Urinary Tract Infections

Overview, Diagnosis and Treatment

Urinary tract infections are infections which affect the urinary tract: the urethra, bladder and kidneys. A urinary tract infection can affect one or more urinary organs.

There are tests and procedures used to diagnose urinary tract infections; they include:

  • Urine sample analysis. This involves using a sample of your urine to check for certain parameters and changes, if any in your urine. You will be instructed by the physician or health care provider to get a sample of your urine. You will be given a clean sterile container to collect a midstream urine. What is a midstream urine? A midstream urine sample is one collected halfway while urinating. Midstream urine ensures that the urine collected is not contaminated by the normal flora on the skin around the private part. ln the lab, the lab scientist will do both macroscopic(visible checks) and microscopic analysis(using a microscope) to look for white blood cells, red blood cells or bacteria.
  • Culturing the urine sample. A culture of urine sample is done in a lab to ascertain which bacteria is causing the urinary tract infection. Also a part of culture procedure helps to determine which medications will be most appropriate to treat the urinary tract infection.
  • You might need medical imaging. Urinary tract infections can also be caused by an abnormality in the urinary tract. In this case, the physician or healthcare provider will request an ultrasound, a computerized tomography scan also known as CT scan or MRI, magnetic resonance imaging. These will confirm if there’s any abnormalities in your urinary tract.
  • Using a scope to see inside your bladder.


Antibiotics usually are the first line treatment for urinary tract infections. Which drugs are prescribed and for how long depend on your health condition and the type of bacteria found in your urine.

Simple infection

Frequent infections

Urinary tract infections may be categorized as simple infections(acute) or severe or advanced(chronic). After diagnosis if you have urinary tract infection, your healthcare provider will recommend certain medications for you. These include:

  • Use of low-dose antibiotics which is taken for six months or more.
  • Keeping in touch with your healthcare provider gives you the benefit of self-diagnosis and treatment,
  • Preventive measures such as taking antibiotics immediately after sexual intercourse. This will prevent you from contracting sexually transmitted infections(STIs).
  • Postmenopausal women are given vaginal oestrogen therapy.

Severe infection

Intravenous administration of antibiotics is used for severe urinary tract infections. Antibiotics to be used depends on the microorganism causing the infection.

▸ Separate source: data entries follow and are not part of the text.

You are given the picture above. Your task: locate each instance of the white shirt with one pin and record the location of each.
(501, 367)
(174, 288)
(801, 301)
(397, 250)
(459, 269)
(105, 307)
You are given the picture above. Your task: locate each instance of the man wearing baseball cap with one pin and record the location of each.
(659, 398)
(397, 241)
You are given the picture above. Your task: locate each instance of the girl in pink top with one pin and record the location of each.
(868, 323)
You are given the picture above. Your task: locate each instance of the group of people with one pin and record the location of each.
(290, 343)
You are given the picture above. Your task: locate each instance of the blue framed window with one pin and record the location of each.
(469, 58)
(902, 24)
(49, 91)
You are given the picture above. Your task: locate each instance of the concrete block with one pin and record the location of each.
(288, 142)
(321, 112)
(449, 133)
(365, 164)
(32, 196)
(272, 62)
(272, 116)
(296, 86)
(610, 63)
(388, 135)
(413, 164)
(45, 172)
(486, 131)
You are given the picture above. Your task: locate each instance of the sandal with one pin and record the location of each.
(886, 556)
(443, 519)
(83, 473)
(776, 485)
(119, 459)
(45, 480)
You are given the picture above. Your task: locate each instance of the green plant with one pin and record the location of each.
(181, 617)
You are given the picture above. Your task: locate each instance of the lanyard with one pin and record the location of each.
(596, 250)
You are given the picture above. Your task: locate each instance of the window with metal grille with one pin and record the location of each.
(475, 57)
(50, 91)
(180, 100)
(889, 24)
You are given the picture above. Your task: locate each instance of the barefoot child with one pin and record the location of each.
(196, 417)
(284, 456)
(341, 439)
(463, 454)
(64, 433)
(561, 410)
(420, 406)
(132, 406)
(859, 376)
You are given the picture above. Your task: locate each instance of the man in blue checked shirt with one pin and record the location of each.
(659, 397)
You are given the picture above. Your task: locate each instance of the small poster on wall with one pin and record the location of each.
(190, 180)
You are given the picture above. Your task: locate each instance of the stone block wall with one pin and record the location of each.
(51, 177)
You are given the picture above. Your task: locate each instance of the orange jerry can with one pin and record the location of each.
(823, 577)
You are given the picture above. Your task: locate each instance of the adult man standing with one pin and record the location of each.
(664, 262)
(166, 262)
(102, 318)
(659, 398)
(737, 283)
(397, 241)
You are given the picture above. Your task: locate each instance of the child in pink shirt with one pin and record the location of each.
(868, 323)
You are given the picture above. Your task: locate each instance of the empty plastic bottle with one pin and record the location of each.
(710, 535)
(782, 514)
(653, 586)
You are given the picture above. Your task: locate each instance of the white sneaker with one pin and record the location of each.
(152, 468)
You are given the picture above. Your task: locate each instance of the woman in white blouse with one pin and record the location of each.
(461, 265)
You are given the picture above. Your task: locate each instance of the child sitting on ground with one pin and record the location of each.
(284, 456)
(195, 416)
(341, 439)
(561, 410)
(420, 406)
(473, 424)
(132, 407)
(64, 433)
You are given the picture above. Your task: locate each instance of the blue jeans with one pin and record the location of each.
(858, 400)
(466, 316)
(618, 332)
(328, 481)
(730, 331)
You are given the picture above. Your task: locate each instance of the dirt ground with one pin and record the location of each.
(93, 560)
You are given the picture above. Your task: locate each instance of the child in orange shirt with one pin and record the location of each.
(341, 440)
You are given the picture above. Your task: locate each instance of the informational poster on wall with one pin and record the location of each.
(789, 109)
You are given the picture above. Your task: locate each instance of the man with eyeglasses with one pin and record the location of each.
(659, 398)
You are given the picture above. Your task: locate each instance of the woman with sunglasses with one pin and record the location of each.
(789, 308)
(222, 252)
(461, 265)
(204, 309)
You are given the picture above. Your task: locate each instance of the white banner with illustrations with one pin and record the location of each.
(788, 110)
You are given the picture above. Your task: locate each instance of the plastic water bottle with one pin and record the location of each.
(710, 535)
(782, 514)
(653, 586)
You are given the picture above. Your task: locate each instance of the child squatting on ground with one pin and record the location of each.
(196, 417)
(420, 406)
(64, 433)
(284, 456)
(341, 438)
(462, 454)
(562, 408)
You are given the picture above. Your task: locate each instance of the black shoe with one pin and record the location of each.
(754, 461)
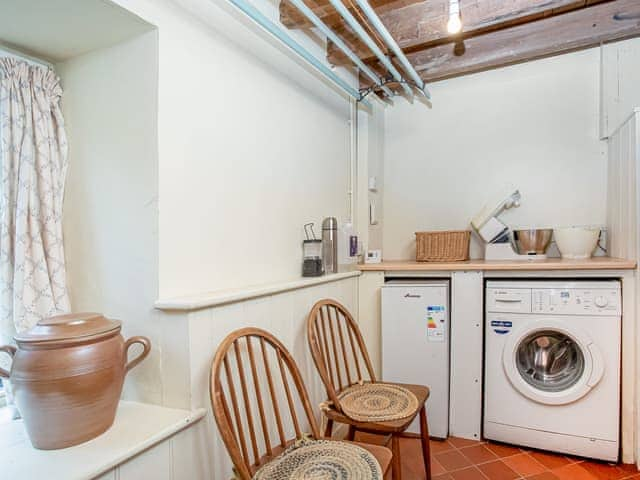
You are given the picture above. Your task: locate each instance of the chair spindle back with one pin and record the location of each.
(337, 348)
(239, 394)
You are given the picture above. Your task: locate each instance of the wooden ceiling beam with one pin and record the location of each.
(572, 31)
(291, 17)
(423, 25)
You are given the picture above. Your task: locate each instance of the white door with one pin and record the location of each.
(552, 364)
(415, 344)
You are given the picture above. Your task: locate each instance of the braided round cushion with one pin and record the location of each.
(321, 460)
(377, 402)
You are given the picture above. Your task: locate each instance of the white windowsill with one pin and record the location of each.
(137, 427)
(221, 297)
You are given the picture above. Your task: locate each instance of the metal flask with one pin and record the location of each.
(330, 245)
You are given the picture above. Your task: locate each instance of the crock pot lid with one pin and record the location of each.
(68, 327)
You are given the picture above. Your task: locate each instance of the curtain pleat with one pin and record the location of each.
(33, 161)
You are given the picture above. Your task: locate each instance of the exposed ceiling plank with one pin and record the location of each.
(290, 17)
(551, 36)
(423, 25)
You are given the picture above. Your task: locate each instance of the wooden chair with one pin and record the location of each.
(273, 378)
(342, 360)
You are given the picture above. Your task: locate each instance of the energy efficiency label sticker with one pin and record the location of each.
(436, 322)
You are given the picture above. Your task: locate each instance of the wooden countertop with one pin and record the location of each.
(595, 263)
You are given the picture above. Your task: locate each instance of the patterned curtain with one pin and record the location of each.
(33, 165)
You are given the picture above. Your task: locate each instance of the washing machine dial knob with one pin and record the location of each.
(601, 302)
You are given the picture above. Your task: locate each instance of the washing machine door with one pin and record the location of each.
(552, 364)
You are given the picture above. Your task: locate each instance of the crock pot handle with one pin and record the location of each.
(146, 345)
(11, 351)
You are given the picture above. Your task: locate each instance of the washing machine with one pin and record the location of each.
(552, 365)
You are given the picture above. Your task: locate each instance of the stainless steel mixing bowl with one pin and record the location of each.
(533, 241)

Lifestyle and home remedies

You can make lifestyle changes to reduce symptoms and severity of urinary tract infections. As you wait for laboratory results and subsequent treatment, you can practice the following:

  • Hydrate and hydrate: Take enough of water. Water helps to flush your system. It flushes waste products of metabolism and foreign substances including bacteria from the body.
  • Do not irritate your bladder with alcohol or citrus juices. Alcohol and citrus juices irritate the bladder. Also soft drinks containing caffeine are not good for you if you’re suffering urinary tract infections.
  • Heating Pads help. Using a warm heating pad on your abdomen will reduce the pressure on your bladder and aso pains and discomfort caused by urinary tract infections.

    Are there alternative medicine to urinary tract infections?

There are ongoing researches cranberry juice can help in alleviating urinary tract infections. The results are still under evaluation however.

If you experience that cranberry juice helps your symptoms, you could take the juice in moderation. Some people have stomach upset and diarrhea when they take cranberry juice.

You should not take cranberry juice if you’re taking bloody thinning medications, for instance warfarin.

Howeve, don’t drink cranberry juice if you’re taking blood-thinning medication, such as warfarin.